# How can I play Applications (PowerPC) games on my Intel Mac. Please help.



## gabrielleitao (Jul 30, 2006)

Hello,

I'm a little bit confused here. First of all, I am using an iMac 20", with Intel Duo Core 2Ghz, 512MB of RAM, 128MB ATI Radeon X1600, running Mac OS X 10.4.7 (Tiger).

I have a little problem with my Games compatibility. I bought a game called Jedi Academy, I installed it, but I cant play. I checked the infor of the .app file to open Jedi Academy, and it said "PowerPC", not Universal or anything similar. I figured out Jedi Academy wasnt available to play on an Intem Mac. However, I purchased Tony Hawk' Pro Skater 2, an old Macintosh game, I install it and I played it normally, without a problem. I checked under the Info of the game and I saw written PowerPC, but not Universal... but the game worked like a charm. I dont understand, and this also happens with another game I have, called The Sims. The Sims 2 works... but no the Sims 1... because the Sims 2 says on the Info that the application is UNIVERSAL.

Then, Im a bit pissed off, and I bet for someone to help me out here. This is my question. How can I play a game that says (PowerPC) on the info on my Intel Macintosh? Is it possible? Is there any plugin or configuration I can install to make it work?

Thanks a lot in advance for the help,

Gab


----------



## nixgeek (Jul 30, 2006)

Remember that PowerPC-based Mac OS X apps run under the hardware emulation layer known as Rosetta on the Intel Macs.  For this reason, you are able to run PowerPC-based Mac OS X apps.  However, the Intel Macs don't support applications that required to be run under Classic on the PowerPC Macs.  So if one game was a native PowerPC-based OS X application and another one was a Classic Mac OS game, then the only one that would run (although probably not perfeclty) is the OS X one.

That said, some games might exhibit issues when run in Rosetta.  What you can do is check the software developer's site to see if they have provided a Universal Binary for that game so that you can run it natively on the Intel Macs with all the performance benefits.  If not, then the only option is to run that PowerPC-based OS X game through Rosetta (which suffers from a performance hit since it is emulating a PowerPC processor in software).

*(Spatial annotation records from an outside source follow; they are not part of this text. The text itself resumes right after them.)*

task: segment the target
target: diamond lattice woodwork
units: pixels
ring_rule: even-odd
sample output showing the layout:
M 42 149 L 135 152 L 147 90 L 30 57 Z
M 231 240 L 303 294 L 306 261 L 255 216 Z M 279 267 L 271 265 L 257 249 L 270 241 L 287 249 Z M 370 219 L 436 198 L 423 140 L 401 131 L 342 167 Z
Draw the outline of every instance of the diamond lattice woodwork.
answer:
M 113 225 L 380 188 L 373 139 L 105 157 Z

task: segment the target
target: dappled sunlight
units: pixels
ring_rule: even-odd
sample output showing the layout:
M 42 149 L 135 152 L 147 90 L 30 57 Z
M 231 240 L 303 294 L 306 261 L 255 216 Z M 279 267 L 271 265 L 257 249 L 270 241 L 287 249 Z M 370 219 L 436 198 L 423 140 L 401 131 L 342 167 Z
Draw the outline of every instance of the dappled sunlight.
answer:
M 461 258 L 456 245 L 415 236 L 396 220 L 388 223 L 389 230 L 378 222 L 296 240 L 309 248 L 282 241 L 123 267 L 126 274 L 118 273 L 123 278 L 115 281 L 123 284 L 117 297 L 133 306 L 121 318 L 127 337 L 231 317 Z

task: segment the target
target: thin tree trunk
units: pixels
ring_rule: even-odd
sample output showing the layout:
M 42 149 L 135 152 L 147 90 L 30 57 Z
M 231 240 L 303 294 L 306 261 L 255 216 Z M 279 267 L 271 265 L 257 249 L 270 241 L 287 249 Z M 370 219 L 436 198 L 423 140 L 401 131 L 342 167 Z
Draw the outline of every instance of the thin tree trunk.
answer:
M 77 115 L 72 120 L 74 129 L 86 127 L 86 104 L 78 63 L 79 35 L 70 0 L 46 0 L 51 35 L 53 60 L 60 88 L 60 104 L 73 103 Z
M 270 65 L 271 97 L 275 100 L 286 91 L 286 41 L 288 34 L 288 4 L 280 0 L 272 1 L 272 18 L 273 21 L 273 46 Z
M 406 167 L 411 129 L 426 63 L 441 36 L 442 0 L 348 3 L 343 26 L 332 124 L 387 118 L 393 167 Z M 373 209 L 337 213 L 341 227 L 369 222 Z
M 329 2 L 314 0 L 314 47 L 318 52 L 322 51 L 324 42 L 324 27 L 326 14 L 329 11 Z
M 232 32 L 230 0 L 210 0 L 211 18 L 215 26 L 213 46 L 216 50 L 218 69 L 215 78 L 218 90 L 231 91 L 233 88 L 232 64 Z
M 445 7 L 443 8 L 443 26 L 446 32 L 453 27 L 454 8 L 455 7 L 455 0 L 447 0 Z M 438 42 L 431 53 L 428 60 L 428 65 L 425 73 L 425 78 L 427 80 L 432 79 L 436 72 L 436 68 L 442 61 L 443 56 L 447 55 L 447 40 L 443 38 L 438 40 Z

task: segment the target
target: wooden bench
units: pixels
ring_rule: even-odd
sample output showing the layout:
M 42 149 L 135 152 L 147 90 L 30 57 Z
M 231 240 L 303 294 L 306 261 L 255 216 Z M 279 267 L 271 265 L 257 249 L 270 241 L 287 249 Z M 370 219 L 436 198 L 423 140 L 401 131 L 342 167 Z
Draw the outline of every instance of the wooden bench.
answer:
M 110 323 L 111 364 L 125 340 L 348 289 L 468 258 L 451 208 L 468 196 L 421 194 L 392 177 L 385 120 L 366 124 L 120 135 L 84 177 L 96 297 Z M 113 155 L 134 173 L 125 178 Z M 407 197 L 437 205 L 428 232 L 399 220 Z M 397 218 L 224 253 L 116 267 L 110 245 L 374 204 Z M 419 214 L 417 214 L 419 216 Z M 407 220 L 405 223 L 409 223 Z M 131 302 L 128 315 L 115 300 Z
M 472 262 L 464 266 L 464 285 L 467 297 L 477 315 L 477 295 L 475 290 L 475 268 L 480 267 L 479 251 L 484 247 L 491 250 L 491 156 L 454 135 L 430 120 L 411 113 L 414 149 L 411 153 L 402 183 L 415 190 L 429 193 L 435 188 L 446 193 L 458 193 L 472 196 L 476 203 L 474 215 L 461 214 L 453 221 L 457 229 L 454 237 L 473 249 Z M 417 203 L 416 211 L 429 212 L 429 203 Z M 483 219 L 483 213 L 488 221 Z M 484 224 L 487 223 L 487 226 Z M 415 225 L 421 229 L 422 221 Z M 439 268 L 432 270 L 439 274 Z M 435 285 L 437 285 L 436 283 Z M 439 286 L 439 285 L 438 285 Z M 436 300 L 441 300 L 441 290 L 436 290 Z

Or, you could use Boot Camp to install Windows XP on a separate partition on your Intel Mac.  Then you could boot into that to run a game that wasn't available as a Universal Binary on the Mac or was Windows only.


----------



## gabrielleitao (Jul 30, 2006)

Thanks for your help...  Im going to "do some Google" over there and there and see if I can find an Universal Binary solution for those games.


----------